Prader-Willi syndrome (PWS) is a genetic condition that affects a person’s appetite, growth, metabolism, development, intellect and behavior. Signs and symptoms of PWS are present shortly after birth and can include low muscle tone (hypotonia), trouble feeding, and slow growth. Children and adults with PWS do not feel full and will always feel hungry, which leads to overeating. The excessive eating, along with a slow metabolism, typically causes a person with PWS to be overweight (obese). PWS also causes specific facial features, including a narrow forehead, almond shaped eyes, and a triangular mouth. Short stature, developmental delays, trouble sleeping, and stubborn behavior are also features of PWS. Most people with PWS cannot have children (are infertile) due to incomplete sexual development (puberty).
PWS occurs when a person does not have a full copy of chromosome 15 that came from their mother and a full copy that came from their father. The most common genetic cause is a missing (deleted) piece of chromosome 15. Some cases are a result of having two chromosome 15 copies that came from the mother and none that came from the father (uniparental disomy).
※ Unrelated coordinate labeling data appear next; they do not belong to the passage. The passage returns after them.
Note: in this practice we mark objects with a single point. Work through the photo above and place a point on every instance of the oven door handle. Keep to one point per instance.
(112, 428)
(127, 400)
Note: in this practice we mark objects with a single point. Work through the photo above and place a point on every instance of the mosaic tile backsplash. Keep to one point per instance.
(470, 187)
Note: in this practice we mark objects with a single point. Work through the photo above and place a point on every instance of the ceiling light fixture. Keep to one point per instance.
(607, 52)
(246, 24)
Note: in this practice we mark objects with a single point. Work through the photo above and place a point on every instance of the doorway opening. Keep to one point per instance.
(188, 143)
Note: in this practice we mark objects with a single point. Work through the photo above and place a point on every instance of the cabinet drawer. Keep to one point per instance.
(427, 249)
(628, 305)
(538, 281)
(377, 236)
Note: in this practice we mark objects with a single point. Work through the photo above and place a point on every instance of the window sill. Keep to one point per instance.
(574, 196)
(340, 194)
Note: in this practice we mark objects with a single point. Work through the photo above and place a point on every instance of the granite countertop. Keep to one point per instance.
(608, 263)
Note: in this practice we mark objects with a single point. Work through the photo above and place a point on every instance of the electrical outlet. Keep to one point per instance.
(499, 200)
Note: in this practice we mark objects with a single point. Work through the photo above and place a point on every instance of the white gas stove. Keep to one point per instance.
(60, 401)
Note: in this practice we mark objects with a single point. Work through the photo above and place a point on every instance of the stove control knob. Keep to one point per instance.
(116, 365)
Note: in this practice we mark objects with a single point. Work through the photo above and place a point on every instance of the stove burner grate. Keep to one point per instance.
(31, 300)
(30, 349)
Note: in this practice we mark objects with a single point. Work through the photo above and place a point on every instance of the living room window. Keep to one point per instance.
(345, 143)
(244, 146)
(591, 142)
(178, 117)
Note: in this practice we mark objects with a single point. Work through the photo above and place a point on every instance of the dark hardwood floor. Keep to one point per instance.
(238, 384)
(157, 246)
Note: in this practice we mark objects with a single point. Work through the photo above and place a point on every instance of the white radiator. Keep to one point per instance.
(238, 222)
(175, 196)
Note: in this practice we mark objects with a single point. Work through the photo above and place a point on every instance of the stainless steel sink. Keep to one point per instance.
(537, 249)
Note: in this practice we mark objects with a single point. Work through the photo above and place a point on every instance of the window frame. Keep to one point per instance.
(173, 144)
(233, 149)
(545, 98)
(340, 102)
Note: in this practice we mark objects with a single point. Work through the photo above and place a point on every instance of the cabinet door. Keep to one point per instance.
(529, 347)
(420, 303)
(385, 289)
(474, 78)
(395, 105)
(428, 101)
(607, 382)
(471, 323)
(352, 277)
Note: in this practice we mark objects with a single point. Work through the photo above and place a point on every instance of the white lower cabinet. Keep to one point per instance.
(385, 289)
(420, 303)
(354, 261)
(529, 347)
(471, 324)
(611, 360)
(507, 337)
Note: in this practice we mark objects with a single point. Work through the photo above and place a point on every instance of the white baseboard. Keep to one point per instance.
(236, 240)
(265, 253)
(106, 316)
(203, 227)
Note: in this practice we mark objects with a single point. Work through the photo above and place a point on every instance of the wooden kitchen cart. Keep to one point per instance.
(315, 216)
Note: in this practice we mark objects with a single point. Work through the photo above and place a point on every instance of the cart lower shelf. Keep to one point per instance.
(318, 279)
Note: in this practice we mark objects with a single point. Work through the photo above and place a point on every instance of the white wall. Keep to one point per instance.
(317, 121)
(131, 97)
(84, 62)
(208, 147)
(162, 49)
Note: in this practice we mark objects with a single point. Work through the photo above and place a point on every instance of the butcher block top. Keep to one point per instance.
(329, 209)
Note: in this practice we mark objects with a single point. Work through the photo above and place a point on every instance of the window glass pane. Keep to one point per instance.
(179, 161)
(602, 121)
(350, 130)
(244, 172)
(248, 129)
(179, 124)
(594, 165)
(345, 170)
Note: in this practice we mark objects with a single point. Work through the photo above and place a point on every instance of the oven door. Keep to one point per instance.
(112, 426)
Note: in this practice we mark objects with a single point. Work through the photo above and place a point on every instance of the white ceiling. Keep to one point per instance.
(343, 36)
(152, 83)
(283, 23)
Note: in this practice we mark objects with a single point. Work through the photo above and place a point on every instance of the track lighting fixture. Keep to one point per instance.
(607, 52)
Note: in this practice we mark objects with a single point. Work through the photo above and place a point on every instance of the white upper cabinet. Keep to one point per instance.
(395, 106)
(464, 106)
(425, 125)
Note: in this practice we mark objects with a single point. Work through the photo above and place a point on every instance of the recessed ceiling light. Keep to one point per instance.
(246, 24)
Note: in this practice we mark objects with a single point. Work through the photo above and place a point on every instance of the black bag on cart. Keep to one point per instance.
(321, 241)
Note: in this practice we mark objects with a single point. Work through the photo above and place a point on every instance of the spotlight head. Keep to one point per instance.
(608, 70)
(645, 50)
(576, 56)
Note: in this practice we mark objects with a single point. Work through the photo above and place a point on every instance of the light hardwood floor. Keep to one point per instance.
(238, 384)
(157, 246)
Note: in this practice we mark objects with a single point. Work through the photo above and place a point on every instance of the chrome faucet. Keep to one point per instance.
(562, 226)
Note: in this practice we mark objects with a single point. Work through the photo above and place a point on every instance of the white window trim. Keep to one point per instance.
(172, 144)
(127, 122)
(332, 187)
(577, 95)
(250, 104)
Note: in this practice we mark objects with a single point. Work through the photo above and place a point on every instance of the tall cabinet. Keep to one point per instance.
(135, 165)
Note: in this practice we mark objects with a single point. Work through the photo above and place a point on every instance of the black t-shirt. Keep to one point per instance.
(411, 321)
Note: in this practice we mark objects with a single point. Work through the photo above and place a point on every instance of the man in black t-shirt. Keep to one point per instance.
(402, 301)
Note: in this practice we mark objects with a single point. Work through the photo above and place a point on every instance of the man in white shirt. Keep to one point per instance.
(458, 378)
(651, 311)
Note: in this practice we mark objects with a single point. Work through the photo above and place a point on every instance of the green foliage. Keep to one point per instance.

Most cases occur randomly and are not inherited from a parent. PWS affects both males and females.
PWS is typically suspected in babies who have trouble gaining weight and have low muscle tone or in children, teenagers, and adults who eat too much and have learning problems. The diagnosis can only be confirmed through a genetic blood test. Early diagnosis will allow for early intervention and support. To help decrease the chance for obesity, constant monitoring of a child’s food intake is needed. Locking the cabinets and refrigerator is usually necessary. If your child has been diagnosed with PWS, talk to their doctor about the most current treatment options. Support groups can connect you with other families affected by PWS.